Gāo Yè gritó: "Leyi Hongji aún está vivo, todavía tenemos una oportunidad!"
Gāo Jìde sonrió amargamente: "¡Hijo tonto! No hay oportunidad. Solo el rey Qin tiene la chance de matar al emperador Liao. Si él no lo hace, nosotros tampoco podemos. Decídaselo a Aden y vete."
Gāo Jìde pellizcó a su hijo en los hombros y ordenó que lo llevaran hacia atrás mientras recogía a unas cien tropas. Avanzó con el camino abierto por Kели Бат.
El río Yāzǐ se había convertido en un caos, con constantes explosiones de proyectiles de pólvora y las líneas se hacían más débiles a medida que avanzaban.
Gāo Dēng vio cómo su espada se rompía por la fuerza. Lanzó una última bomba y gritó: "Hombres, ya terminamos nuestro trabajo aquí. Es hora de regresar a casa!"
Los soldados comenzaron a luchar con todas sus fuerzas. A pesar de haber luchado durante apenas un par de horas, miles de cuerpos llenaban el hielo del río.
Las bombas de pólvora habían abierto una senda para Gāo Dēng, quien se metió en la densa zona de cañíes. No esperó a que los soldados chinos salieran; encendió las hierbas y creó un muro de fuego para detener a los persiguiendo Liao.

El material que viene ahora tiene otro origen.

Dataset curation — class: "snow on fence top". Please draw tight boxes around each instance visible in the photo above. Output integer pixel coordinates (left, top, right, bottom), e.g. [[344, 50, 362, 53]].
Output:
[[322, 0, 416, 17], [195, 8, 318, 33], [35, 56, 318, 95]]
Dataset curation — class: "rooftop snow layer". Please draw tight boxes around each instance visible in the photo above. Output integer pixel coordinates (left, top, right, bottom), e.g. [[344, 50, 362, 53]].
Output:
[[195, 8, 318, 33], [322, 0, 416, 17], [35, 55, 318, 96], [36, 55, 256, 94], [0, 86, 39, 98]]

Escuchó gritos aterradores y reconoció las voces de sus compañeros, pero Gāo Dēng se quedó indiferente. Solo pensaba en huir con el resto de sus hombres hacia las montañas negras.

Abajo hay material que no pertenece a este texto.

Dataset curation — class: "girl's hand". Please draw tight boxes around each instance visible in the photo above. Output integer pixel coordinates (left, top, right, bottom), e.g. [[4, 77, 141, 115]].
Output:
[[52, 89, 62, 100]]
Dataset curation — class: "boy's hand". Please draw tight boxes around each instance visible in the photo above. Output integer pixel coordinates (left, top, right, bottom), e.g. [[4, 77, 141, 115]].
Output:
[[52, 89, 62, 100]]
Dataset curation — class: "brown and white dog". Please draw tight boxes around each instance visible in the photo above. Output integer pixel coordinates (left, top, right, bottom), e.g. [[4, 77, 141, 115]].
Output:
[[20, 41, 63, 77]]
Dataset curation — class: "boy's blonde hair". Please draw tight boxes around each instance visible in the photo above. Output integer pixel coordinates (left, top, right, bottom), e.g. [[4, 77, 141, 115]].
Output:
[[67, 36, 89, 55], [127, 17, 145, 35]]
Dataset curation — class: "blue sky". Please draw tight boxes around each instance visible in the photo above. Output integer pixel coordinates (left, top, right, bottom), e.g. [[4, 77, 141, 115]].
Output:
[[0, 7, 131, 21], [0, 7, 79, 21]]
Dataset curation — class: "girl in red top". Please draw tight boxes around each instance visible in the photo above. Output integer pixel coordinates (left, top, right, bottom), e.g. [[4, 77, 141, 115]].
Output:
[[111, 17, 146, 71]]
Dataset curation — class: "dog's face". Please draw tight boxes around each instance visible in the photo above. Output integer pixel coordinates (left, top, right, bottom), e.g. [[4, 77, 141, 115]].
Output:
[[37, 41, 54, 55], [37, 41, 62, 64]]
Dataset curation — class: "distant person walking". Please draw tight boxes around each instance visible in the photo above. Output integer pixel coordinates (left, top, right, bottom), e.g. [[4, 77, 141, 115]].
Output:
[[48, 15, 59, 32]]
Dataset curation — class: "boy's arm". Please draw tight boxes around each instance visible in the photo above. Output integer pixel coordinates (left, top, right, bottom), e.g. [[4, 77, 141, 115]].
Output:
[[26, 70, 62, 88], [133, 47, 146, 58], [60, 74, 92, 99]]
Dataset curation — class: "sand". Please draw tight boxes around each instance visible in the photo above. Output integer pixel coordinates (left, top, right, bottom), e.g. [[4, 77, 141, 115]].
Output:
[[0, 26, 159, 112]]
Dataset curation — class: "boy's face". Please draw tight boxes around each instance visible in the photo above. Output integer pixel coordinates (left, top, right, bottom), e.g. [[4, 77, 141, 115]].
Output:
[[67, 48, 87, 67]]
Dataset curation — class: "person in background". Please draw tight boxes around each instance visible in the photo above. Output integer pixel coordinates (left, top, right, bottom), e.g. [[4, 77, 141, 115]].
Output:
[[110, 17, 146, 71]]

Kели Бат vio cómo la tienda del emperador Liao se movía y se detenía en una orilla del río. Decidió que no dejarían a sus hombres vivos, así que cruzó la orilla y se sumergió en las llamas de las bombas.
Cuando salió del fuego, Kели Бат cayó en un montón de hielo derretido. Su estado era inimaginable; piel y carne suelta y manos como garras.

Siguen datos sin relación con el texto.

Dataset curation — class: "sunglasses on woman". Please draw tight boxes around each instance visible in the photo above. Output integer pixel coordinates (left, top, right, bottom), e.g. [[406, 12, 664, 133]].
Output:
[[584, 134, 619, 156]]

Un soldado chino le perforó la pierna izquierda, obligándolo a arrodillarse. Luego le dispararon el otro pie con una lanza.
Gāo Jìde miró alrededor, vio cuerpos atravesados en el hielo y se sintió aliviado. Se tumbó en el hielo y pidió que sus hijos salieran vivos de la batalla.
El rey Qin había terminado su lucha mucho antes que él. Gāo Jìde vio cómo los cabezas del príncipe Neilúgu habían sido exhibidas entre las tropas Liao.
No podía pensar en sentir lástima por sus aliados, ya que sabía que pronto su propia cabeza estaría junto a la de Neilúgu. Si Leyi Hongji quería algo más allá de un corte de cabeza, tal vez sus cabezas serían elaboradas en copas de hueso dorado.
Ante Gāo Jìde apareció un hombre de gran barba y largos vestidos: "¿Quién eres? De dónde vienes?"
Gāo Jìde sonrió: "Soy el marqués de Wúyang, Gāo Jìde. Fui enviado por mi soberano para decapitar al emperador Liao. El fracaso es una gran desgracia."
El barbudo le preguntó: "¿Y qué harás ahora?"
Gāo Jìde suspiró y se tumbó en el hielo, rezando por que sus hijos fueran salvados.